The Petrified Condom
by
Book Details
About the Book
Meet the cast of The Petrified Condom
Candace Walton - first date - gladly accepts big sister Audrea's makeup ... but declines gift number two - a condom. Twenty years and two kids later there's suddenly knocking at a door ... she's supposed to have weddingly welded shut.
Audrea - single-handed crusader - freelances her way through life's war zones ... battling bosses, bottles and her brother-in-law.
Spring - rock-and-roll survivor (barely) - lists everything she wants in a partner ... but forgets to specify which sex
Ruth - widowed, childless - life seems as good as it's gonna get ... until she's struck by postmenopausal resurrection
Marjory - workaholic - has everything but the kid ... plan "B" won't require small talk or changing sheets
When Candace's suburban life is catalyzed by a pair of smashed tail lights, she wakes up to find a revolution going on around and within her. She might find a life more worth living ... if she can dig herself out of a Costa Orchidean jungle alive.
Join the excavation as the girls go digging - Petrified Condoms - in backroads, backseats and bedrooms. "Happily ever after" may falter, but friends stick around.
And hasn't destiny always got something else up his sleeve?
... or elsewhere
About the Author
Between covering wars and other disasters on the African continent, journalist Elaine Eliah scripted "social marketing" video, theater, and radio soaps, pitching - you guessed it - condoms.

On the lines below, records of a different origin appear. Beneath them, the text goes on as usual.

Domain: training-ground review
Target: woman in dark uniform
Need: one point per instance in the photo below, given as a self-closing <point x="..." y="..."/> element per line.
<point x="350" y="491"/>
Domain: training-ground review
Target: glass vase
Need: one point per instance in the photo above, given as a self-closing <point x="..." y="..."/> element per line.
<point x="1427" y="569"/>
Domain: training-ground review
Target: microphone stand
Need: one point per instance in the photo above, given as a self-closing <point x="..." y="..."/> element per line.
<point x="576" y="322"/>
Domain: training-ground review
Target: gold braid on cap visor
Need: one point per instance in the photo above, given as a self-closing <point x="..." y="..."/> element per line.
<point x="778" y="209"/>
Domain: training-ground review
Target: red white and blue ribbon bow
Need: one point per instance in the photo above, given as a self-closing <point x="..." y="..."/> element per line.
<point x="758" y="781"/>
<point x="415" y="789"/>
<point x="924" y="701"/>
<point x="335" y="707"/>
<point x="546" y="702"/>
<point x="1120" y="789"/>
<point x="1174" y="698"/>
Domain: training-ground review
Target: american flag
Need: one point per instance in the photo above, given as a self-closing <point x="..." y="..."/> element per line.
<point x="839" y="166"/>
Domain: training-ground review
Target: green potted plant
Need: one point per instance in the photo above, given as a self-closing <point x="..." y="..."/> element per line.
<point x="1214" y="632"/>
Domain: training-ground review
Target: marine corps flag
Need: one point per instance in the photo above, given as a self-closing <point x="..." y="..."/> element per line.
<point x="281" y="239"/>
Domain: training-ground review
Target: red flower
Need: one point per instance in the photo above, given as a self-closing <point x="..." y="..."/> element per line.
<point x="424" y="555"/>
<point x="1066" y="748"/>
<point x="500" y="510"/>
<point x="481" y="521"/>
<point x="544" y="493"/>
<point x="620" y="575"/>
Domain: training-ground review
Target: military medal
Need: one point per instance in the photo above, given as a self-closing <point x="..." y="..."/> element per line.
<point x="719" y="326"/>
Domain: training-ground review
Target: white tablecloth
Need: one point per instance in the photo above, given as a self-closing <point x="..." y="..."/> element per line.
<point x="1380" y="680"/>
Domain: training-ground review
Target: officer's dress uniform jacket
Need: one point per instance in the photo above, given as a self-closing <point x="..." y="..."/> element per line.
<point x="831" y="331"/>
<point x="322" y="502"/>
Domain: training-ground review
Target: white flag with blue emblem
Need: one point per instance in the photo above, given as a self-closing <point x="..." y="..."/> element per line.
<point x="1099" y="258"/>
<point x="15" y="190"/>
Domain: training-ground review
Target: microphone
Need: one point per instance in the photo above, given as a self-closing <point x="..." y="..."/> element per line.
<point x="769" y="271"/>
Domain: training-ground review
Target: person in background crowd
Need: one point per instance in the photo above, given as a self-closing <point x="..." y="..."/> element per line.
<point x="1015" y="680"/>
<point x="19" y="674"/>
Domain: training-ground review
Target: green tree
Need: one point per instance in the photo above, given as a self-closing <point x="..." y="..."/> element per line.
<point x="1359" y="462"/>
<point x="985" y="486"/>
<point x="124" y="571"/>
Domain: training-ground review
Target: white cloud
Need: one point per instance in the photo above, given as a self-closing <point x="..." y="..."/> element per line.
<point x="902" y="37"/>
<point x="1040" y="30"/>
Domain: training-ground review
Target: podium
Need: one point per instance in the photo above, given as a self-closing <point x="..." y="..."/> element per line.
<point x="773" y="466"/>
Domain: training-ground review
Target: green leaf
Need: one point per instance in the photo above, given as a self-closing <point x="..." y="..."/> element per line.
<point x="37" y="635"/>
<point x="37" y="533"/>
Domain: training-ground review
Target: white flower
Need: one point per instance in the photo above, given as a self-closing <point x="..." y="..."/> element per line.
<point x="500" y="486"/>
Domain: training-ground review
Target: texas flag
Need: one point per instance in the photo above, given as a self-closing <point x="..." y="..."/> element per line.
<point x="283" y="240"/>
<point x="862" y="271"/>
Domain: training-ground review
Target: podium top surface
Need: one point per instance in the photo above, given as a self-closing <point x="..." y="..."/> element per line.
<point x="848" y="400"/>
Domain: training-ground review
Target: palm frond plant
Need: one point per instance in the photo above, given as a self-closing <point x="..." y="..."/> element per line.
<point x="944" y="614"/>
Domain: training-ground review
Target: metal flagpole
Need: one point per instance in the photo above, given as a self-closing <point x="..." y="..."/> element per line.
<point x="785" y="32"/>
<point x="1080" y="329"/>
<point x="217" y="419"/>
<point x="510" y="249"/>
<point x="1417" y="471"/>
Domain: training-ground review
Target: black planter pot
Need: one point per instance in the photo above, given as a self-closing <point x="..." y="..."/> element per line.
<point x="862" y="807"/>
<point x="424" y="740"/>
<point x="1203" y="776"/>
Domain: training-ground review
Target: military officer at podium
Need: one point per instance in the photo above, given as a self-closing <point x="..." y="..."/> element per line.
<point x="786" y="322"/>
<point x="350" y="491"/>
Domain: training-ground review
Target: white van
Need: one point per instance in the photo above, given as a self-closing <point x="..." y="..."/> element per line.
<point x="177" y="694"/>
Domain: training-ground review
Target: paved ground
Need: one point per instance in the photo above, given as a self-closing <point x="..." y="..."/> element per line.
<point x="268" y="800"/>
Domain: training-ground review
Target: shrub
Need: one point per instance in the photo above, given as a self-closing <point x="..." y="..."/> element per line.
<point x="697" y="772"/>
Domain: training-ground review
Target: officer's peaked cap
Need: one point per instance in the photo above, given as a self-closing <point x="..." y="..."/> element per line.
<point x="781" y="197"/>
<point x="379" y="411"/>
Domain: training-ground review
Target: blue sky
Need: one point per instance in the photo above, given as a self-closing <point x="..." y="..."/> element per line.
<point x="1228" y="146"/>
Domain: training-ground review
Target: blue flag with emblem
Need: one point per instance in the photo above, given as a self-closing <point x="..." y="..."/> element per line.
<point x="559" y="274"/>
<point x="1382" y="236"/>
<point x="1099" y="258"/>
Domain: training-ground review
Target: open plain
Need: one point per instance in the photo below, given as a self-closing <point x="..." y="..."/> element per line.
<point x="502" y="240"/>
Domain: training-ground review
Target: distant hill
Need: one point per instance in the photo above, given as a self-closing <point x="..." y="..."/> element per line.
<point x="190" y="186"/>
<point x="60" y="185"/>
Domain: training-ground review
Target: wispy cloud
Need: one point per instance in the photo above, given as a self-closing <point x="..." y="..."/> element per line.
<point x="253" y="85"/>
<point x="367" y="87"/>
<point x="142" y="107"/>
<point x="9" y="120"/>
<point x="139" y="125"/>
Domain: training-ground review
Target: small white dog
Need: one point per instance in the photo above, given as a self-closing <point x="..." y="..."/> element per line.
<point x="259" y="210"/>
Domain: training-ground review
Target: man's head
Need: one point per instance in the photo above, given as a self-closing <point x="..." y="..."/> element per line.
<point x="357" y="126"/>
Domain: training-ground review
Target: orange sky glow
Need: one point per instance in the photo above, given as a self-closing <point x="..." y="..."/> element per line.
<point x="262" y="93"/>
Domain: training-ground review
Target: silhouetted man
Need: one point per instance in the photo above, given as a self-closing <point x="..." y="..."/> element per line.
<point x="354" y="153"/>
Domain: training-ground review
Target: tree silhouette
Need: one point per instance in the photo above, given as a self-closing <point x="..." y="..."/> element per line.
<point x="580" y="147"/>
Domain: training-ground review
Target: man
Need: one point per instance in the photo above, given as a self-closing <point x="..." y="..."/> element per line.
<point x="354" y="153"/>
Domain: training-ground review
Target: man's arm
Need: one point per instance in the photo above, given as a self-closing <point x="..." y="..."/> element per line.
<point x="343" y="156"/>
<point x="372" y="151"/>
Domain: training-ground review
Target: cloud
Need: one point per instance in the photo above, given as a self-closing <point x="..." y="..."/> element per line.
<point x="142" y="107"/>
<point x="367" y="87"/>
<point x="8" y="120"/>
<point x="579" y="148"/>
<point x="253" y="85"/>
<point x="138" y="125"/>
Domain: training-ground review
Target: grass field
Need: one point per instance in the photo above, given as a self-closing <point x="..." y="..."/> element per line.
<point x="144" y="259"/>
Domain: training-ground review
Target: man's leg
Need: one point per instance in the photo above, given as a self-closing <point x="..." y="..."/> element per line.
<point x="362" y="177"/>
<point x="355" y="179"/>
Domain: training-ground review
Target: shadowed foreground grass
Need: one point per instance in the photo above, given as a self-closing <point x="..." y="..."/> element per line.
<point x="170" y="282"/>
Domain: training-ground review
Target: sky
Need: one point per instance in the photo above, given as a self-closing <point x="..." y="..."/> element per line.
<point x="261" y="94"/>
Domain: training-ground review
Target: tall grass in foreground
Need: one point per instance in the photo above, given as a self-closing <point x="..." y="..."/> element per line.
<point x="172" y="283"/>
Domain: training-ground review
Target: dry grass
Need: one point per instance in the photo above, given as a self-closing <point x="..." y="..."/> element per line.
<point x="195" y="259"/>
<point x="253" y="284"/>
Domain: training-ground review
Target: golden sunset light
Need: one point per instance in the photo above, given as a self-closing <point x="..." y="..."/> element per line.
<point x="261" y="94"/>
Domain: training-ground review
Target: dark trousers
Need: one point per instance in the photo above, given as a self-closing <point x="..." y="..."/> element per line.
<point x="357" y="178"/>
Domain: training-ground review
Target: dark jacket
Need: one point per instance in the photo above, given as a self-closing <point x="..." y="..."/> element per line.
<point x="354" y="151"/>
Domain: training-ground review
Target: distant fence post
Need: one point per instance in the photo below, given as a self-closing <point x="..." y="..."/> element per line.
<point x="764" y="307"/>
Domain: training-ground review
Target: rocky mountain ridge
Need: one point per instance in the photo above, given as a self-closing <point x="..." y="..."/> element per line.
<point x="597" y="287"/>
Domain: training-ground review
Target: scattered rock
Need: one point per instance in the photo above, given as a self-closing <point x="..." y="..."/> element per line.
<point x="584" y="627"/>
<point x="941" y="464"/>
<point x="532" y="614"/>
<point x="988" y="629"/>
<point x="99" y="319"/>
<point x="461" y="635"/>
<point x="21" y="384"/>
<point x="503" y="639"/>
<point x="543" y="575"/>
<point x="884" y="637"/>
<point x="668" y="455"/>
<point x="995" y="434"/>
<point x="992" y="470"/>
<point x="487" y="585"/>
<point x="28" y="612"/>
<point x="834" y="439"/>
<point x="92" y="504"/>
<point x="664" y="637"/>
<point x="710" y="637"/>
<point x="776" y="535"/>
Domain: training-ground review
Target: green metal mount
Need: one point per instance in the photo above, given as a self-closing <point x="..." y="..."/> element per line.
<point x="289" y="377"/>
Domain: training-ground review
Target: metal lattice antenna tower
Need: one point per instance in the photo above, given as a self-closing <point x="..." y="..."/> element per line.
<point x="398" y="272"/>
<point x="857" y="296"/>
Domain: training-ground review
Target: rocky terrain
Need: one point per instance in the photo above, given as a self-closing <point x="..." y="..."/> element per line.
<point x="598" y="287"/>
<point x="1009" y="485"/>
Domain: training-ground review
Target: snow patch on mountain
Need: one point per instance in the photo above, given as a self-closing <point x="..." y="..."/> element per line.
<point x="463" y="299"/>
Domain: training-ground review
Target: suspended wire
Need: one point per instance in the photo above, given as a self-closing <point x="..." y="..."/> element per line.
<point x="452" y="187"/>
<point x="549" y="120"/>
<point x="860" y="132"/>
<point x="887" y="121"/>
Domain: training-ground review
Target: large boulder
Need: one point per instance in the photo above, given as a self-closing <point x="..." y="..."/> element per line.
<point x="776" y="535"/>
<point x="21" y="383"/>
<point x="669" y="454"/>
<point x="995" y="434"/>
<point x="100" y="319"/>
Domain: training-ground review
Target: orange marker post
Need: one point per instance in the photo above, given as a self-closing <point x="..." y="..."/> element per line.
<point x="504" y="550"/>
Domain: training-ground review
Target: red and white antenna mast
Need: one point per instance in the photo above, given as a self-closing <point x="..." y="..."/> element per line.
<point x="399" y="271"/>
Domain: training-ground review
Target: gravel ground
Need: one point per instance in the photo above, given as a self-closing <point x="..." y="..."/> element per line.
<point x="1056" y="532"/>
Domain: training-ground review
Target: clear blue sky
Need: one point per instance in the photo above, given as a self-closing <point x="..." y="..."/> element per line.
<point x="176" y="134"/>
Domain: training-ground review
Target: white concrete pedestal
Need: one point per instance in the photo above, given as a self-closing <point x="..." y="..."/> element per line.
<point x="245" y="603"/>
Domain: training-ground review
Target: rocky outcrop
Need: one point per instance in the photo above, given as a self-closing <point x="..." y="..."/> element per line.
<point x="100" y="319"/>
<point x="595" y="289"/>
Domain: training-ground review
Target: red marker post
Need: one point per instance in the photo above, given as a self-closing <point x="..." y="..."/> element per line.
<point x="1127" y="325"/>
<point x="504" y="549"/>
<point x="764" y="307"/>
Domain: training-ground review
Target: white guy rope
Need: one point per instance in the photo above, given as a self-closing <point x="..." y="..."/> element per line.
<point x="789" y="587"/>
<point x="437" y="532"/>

Abandoning hometown Niagara as soon as she was eighteen, Elaine's never stopped roving. She's driven across the US more times than she can count and sailed into more islands than she can remember names. From Lebanon and Iran, through the South Pacific, to Rwanda and Uganda, she's flipped burgers, planted cabbage and delivered yachts to finance another voyage. She's worked in TV, tugboats and "The Buffalo Gals" Bluegrass Band. Though a university degree hasn't hurt her yet, that certainly isn't what makes her living or laughter as she barges her way through the world.
Elaine lives in Venice, Italy today where no one shoots at her while she writes travel guides for Fodor's and other non-violent stories about food, boats and people. Whether residence since 1999 constitutes permanence, she's got no idea, but she's certainly clear about this: the only thing she doesn't want to die of - is boredom.